Um dos maiores desafios que a quarentena impôs às famílias foi a difícil tarefa de conciliar trabalho com o acompanhamento dos estudos de crianças e adolescentes. As escolas estão de portas fechadas, mas muitos alunos recebem exercícios e assistem aulas on-line promovidas pelas instituições particulares de maneira excepcional.

O ensino remoto emergencial (ERI, na sigla em inglês) exige dos pais uma atenção maior à educação dos filhos – algo que fica ainda mais complicado para aqueles que continuam a ter de sair para trabalhar ou exercem a profissão por meio do home office.

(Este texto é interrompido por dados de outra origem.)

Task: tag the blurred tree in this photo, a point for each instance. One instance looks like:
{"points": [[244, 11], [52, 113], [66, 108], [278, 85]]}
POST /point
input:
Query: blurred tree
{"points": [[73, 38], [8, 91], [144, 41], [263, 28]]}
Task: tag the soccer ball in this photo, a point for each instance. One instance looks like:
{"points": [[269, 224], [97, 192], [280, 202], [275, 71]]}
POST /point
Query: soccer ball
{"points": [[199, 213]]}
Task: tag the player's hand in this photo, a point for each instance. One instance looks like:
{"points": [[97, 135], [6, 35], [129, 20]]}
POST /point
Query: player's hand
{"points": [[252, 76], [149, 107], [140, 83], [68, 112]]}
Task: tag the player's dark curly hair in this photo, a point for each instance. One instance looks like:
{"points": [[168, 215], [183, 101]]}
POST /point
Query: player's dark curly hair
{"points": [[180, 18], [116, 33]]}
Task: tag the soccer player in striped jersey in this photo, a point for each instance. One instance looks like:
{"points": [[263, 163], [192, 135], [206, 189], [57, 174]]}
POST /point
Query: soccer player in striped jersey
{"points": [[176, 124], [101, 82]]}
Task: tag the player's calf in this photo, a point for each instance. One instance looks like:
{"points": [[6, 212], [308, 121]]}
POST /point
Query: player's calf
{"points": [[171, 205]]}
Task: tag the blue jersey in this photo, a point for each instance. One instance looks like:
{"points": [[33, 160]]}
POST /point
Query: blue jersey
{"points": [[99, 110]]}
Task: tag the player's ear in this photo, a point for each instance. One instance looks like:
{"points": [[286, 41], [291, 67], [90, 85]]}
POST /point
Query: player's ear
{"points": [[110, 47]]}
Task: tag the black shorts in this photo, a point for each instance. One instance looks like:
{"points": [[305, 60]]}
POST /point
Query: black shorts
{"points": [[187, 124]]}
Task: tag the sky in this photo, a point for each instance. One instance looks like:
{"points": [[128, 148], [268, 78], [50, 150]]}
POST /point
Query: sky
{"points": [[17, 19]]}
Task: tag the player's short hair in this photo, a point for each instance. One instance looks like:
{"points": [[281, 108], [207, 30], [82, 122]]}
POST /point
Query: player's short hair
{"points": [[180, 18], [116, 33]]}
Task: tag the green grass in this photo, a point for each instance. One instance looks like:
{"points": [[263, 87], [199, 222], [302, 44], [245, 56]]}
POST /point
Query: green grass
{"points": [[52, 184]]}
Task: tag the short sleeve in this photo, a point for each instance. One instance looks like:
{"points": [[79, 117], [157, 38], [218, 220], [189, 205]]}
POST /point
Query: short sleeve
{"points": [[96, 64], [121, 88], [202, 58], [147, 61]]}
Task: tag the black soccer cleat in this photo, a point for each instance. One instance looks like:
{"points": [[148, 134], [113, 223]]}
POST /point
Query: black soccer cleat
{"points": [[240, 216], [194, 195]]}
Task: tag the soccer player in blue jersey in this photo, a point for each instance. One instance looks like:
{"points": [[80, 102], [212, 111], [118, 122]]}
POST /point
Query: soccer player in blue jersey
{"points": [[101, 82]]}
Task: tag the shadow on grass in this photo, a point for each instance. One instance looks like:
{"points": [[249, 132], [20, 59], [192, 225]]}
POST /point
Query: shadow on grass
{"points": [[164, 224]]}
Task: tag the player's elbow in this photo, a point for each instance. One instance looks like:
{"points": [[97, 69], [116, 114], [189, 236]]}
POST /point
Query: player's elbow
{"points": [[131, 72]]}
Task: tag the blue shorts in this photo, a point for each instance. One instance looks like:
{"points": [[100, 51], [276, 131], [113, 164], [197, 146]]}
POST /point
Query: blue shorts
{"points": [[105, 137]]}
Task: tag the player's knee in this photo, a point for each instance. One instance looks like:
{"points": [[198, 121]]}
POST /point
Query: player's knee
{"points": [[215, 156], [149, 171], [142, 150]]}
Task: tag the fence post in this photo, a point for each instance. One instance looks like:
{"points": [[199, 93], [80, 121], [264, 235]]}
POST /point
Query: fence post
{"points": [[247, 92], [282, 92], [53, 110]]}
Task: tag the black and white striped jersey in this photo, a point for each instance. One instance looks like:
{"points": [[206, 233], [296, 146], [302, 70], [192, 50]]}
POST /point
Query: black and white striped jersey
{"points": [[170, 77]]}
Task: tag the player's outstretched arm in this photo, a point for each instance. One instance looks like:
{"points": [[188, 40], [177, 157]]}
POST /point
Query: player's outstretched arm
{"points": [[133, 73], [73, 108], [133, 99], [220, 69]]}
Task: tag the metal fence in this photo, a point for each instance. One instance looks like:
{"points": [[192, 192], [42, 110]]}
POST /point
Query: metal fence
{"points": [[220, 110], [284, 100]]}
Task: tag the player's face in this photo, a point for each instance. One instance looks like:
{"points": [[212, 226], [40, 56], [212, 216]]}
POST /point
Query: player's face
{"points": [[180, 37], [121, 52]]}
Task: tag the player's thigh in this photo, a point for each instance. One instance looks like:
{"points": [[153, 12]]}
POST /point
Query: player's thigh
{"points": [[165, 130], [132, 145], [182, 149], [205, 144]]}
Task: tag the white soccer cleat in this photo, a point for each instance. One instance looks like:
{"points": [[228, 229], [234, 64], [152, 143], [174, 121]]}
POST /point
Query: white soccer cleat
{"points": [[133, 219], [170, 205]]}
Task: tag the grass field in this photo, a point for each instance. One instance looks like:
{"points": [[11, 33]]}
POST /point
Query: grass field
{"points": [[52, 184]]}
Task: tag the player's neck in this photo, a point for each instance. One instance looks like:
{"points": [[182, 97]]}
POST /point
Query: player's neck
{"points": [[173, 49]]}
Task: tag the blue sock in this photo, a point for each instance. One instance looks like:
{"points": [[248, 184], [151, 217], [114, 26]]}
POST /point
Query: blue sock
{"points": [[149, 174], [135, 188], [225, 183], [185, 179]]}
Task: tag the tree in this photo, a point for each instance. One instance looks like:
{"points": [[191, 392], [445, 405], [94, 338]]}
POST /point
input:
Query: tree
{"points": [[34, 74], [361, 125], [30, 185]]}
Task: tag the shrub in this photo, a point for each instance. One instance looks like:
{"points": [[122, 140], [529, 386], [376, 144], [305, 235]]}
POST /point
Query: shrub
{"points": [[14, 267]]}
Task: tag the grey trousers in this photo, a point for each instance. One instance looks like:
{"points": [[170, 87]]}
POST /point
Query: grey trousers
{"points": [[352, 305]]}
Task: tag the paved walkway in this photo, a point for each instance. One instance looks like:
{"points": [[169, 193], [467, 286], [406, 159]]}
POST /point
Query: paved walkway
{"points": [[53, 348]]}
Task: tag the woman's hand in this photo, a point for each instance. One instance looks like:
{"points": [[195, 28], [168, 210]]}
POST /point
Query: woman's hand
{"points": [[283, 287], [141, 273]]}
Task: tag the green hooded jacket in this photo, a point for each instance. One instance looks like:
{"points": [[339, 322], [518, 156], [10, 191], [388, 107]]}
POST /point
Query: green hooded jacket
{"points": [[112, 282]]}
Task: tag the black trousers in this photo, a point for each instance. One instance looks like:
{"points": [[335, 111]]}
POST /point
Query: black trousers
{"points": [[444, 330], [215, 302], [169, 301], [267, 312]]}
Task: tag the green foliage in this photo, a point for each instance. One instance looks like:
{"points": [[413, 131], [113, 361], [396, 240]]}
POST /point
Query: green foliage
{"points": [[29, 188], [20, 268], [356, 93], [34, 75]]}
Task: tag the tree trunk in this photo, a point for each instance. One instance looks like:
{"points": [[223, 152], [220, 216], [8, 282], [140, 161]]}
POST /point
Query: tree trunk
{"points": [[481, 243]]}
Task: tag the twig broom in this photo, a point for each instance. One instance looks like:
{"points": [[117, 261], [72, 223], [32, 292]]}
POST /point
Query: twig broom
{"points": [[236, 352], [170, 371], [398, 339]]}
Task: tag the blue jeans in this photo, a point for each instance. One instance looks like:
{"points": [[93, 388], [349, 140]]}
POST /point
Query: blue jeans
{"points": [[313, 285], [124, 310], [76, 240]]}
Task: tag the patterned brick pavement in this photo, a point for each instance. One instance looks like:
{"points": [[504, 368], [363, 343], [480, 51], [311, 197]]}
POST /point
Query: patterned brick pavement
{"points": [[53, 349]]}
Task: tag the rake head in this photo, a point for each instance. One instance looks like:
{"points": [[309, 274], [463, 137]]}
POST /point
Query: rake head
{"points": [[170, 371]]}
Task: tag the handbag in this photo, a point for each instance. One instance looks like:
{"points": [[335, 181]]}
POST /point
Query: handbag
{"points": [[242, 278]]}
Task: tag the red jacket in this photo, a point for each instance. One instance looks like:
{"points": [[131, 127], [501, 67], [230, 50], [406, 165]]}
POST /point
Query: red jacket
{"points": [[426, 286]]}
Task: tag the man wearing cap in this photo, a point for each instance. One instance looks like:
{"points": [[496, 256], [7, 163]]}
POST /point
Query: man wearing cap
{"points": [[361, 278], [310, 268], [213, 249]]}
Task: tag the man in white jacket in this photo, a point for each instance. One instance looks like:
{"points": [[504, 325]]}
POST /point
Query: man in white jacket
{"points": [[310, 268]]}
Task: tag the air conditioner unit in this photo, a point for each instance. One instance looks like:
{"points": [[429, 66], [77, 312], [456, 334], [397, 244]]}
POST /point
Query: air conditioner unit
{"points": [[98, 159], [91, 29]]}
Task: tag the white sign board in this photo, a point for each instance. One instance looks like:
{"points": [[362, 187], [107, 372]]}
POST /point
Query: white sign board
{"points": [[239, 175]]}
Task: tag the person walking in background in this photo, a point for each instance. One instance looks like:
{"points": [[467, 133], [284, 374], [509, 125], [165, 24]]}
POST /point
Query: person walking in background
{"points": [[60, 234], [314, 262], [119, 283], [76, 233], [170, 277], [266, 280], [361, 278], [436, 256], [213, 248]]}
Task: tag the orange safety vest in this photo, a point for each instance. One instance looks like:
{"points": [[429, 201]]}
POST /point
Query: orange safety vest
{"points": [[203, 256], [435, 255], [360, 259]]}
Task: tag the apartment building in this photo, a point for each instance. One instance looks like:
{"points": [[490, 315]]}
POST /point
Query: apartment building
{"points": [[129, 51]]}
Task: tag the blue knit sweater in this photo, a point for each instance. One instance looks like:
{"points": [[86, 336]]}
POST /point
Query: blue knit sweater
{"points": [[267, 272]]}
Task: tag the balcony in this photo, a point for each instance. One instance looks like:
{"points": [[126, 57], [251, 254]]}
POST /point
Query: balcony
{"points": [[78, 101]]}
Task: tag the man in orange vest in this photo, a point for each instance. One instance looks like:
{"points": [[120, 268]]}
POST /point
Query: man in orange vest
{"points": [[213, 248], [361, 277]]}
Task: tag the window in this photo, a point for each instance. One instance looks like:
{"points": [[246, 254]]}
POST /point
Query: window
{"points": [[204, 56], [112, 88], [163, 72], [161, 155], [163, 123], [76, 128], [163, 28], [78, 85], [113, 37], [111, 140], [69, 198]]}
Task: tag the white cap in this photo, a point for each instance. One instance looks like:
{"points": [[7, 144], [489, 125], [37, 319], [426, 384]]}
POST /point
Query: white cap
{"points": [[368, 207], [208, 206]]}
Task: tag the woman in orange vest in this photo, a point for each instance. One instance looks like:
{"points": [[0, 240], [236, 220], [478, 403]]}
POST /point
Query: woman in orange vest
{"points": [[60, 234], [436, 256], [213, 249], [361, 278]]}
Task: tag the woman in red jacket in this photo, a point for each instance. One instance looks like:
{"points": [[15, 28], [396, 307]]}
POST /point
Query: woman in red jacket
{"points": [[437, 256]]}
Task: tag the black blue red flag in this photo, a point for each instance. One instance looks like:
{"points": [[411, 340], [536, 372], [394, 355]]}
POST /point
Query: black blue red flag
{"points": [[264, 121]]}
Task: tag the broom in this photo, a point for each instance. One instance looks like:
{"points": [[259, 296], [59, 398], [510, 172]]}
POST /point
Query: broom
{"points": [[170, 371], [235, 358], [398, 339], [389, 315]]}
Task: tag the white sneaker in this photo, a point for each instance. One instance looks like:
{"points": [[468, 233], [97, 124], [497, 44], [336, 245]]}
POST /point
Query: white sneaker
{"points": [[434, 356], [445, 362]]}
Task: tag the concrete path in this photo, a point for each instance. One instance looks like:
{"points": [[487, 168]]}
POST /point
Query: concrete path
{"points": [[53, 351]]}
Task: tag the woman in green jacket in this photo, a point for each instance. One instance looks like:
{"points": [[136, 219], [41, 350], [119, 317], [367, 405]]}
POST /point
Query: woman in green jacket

Mas, para que haja harmonia, é preciso ter calma, de acordo com o pesquisador Joscimar Souza Silva, doutorando em Ciência Política pela UFMG.

Ele apresenta seis orientações importantes para que pais e filhos consigam passar pela quarentena de maneira menos traumática:

1. Não estamos em contexto de Educação a Distância, estamos em contexto de Ensino Remoto Emergencial;

2. Não estamos em tempos de normalidade, estamos em tempos de exceção;

3. Não exija normalidade (ou que tudo ocorra normalmente) em tempos de exceção;

4. É hora de compreender que todos estamos em fase de adaptação a esses novos tempos;

5. Em vez cobrar, é hora de, com voz suave, perguntar: “Como você está?”, com o profundo intuito de ouvir uma resposta sincera, não apenas protocolar;

6. Vivemos um momento incrível para curtir mais tempo com a família, explorar novas ferramentas digitais, ler o livro que está esperando na estante, assistir a filmes e séries, fazer um diário da rotina.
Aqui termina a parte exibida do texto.